そんな裏設定知りません! 冷酷パパから結婚を申し込まれましたが、これって破滅フラグですか?
教師の語気がだんだんと荒くなっていくにつれ、生徒たちもハラハラとした面持ちになっていく。
そんな中、ソフィアは半笑いで「私、これでも一応、国王陛下の娘なんですけど」と小声で訴えかけた。
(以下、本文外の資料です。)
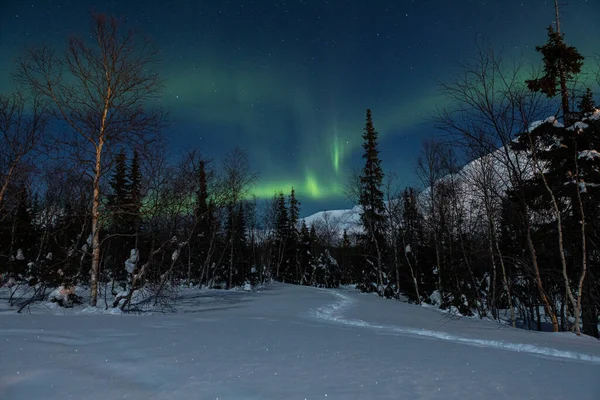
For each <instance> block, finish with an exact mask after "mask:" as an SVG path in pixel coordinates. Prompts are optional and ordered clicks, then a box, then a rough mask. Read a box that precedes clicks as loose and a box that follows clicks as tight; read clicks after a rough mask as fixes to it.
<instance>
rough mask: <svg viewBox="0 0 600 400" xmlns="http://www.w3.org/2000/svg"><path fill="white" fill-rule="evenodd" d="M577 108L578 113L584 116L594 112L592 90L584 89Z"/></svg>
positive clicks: (593, 102)
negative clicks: (579, 111)
mask: <svg viewBox="0 0 600 400" xmlns="http://www.w3.org/2000/svg"><path fill="white" fill-rule="evenodd" d="M578 106H579V111H581V112H582V113H584V114H589V113H592V112H594V110H595V109H596V103H595V102H594V94H593V93H592V89H590V88H587V89H586V91H585V94H584V95H583V96H581V101H580V102H579V104H578Z"/></svg>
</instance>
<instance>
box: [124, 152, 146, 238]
mask: <svg viewBox="0 0 600 400" xmlns="http://www.w3.org/2000/svg"><path fill="white" fill-rule="evenodd" d="M128 181H129V182H128V185H127V197H128V201H129V207H128V211H129V218H128V220H129V223H130V224H131V226H130V232H132V233H134V232H136V231H137V230H138V229H139V225H140V223H141V220H142V218H141V209H142V172H141V169H140V157H139V153H138V152H137V150H134V151H133V158H132V159H131V167H130V168H129V179H128Z"/></svg>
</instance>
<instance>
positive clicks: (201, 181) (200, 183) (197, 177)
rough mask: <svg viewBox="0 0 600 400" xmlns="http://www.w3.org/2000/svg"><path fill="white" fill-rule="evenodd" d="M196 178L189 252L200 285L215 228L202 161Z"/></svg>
mask: <svg viewBox="0 0 600 400" xmlns="http://www.w3.org/2000/svg"><path fill="white" fill-rule="evenodd" d="M196 177H197V180H198V182H197V185H198V190H197V192H196V201H195V203H196V204H195V208H194V231H193V233H192V235H191V239H190V251H191V252H192V254H191V258H192V263H193V264H194V265H195V266H196V267H197V268H195V270H194V274H193V276H192V277H193V278H194V279H196V280H197V281H198V282H197V283H199V284H201V283H202V282H200V279H201V276H200V274H201V272H202V268H204V266H205V265H206V262H207V258H208V257H209V250H210V244H211V240H212V236H213V232H214V229H215V227H216V221H215V218H216V217H215V210H214V204H213V202H212V201H211V199H210V198H209V193H208V182H207V176H206V164H205V162H204V160H200V163H199V165H198V170H197V171H196Z"/></svg>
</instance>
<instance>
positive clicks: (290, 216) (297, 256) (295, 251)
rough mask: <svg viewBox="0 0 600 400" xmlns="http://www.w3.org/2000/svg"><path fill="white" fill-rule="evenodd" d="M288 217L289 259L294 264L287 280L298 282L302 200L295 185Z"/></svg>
mask: <svg viewBox="0 0 600 400" xmlns="http://www.w3.org/2000/svg"><path fill="white" fill-rule="evenodd" d="M288 217H289V224H290V227H289V237H288V245H287V249H288V254H289V256H288V259H289V260H290V262H291V263H292V264H293V265H291V266H290V268H289V269H288V277H287V279H286V280H287V281H288V282H289V281H293V282H295V283H298V282H300V280H301V272H300V260H299V258H298V246H299V243H298V241H299V238H298V220H299V218H300V202H299V201H298V199H297V198H296V191H295V190H294V188H293V187H292V191H291V193H290V197H289V208H288Z"/></svg>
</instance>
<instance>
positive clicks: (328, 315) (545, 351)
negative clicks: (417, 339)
mask: <svg viewBox="0 0 600 400" xmlns="http://www.w3.org/2000/svg"><path fill="white" fill-rule="evenodd" d="M330 293H331V294H332V295H333V296H335V297H337V299H338V301H336V302H334V303H331V304H328V305H326V306H323V307H319V308H317V309H316V310H313V311H312V312H311V316H312V317H313V318H317V319H320V320H324V321H328V322H332V323H335V324H340V325H346V326H356V327H361V328H366V329H371V330H376V331H383V332H389V333H394V334H398V335H405V336H412V337H420V338H425V339H437V340H446V341H449V342H454V343H460V344H464V345H467V346H476V347H488V348H493V349H500V350H507V351H514V352H518V353H529V354H533V355H537V356H545V357H552V358H559V359H567V360H577V361H584V362H589V363H593V364H600V357H598V356H594V355H591V354H585V353H578V352H574V351H566V350H559V349H554V348H550V347H541V346H536V345H533V344H525V343H510V342H504V341H500V340H488V339H476V338H468V337H464V336H460V335H456V334H451V333H448V332H442V331H434V330H429V329H416V328H407V327H403V326H398V325H382V324H374V323H370V322H368V321H364V320H361V319H351V318H345V317H344V315H343V312H344V311H345V310H347V309H348V308H350V307H351V306H352V304H353V303H354V301H355V300H353V299H352V298H351V297H350V296H347V295H345V294H342V293H339V292H337V291H330Z"/></svg>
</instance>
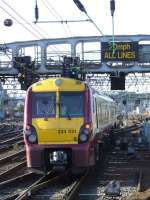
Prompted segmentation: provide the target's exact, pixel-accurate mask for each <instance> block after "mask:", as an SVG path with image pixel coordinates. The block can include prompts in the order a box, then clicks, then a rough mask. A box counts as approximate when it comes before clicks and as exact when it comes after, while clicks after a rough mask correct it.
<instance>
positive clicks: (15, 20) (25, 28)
mask: <svg viewBox="0 0 150 200" xmlns="http://www.w3.org/2000/svg"><path fill="white" fill-rule="evenodd" d="M0 8H1V9H2V10H3V11H5V12H6V13H7V14H8V15H9V16H11V17H12V19H14V20H15V21H17V22H18V23H20V22H19V21H18V20H17V19H16V18H15V17H14V16H13V15H11V14H10V13H9V12H8V11H7V10H6V9H4V8H3V7H2V6H0ZM20 25H21V26H22V27H23V28H25V29H26V30H27V31H29V32H30V33H31V34H32V35H34V37H36V38H38V39H40V38H39V36H38V35H36V34H35V33H34V32H32V31H31V30H30V29H28V28H27V27H26V26H24V24H20Z"/></svg>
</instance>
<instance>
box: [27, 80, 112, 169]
mask: <svg viewBox="0 0 150 200" xmlns="http://www.w3.org/2000/svg"><path fill="white" fill-rule="evenodd" d="M115 123H116V104H115V102H114V101H113V100H112V99H111V98H109V97H106V96H103V95H99V94H98V93H97V92H95V91H94V90H93V89H91V88H90V87H89V86H88V84H86V83H85V82H82V81H79V80H75V79H70V78H49V79H47V80H43V81H40V82H37V83H35V84H33V85H32V86H31V87H30V88H29V89H28V91H27V96H26V101H25V110H24V139H25V144H26V155H27V165H28V167H32V168H37V169H40V170H45V169H46V170H49V169H53V168H67V167H71V168H72V169H82V168H85V167H89V166H94V165H95V162H96V158H99V153H100V151H99V149H100V147H101V144H102V142H103V139H104V136H106V135H108V134H109V131H110V129H111V128H112V127H113V126H114V125H115Z"/></svg>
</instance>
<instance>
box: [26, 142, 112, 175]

「アルヴィンには優秀な男がついていただろう。その男を外したのが大きな間違いだ。そもそも努力を嫌がるアルヴィンに、ソフィアが負ける理由がない」
「……ルイスを知っているようですね。でも、同じく人を教える立場にいる私から言わせると、彼は言うほど優秀じゃありませんよ」
ルイスを見下す発言に、ゼノンがすっと眼差しの温度を下げた。
それからニヤリと口元に笑みをたたえ、それを見た教師が怯えたように身を引く。
「何を言ってる、お前、いつもルイスに負けていたくせに。学生の時の試験も、そして卒業後、アルヴィンの家庭教師としての採用試験も」
「なっ、なんで知ってる⁉」
「よく知ってるぞ。そう言えば、お前は俺にも勝てなかったな」
自分を知っている発言に教師は完全に顔を強張らせる。
「おかしなことを言うな。俺はお前など知らない……似ているやつは知っているが」
教師の頭の中にゼノンの顔がチラついて仕方ないらしく、鬱陶しそうに顔を顰めた。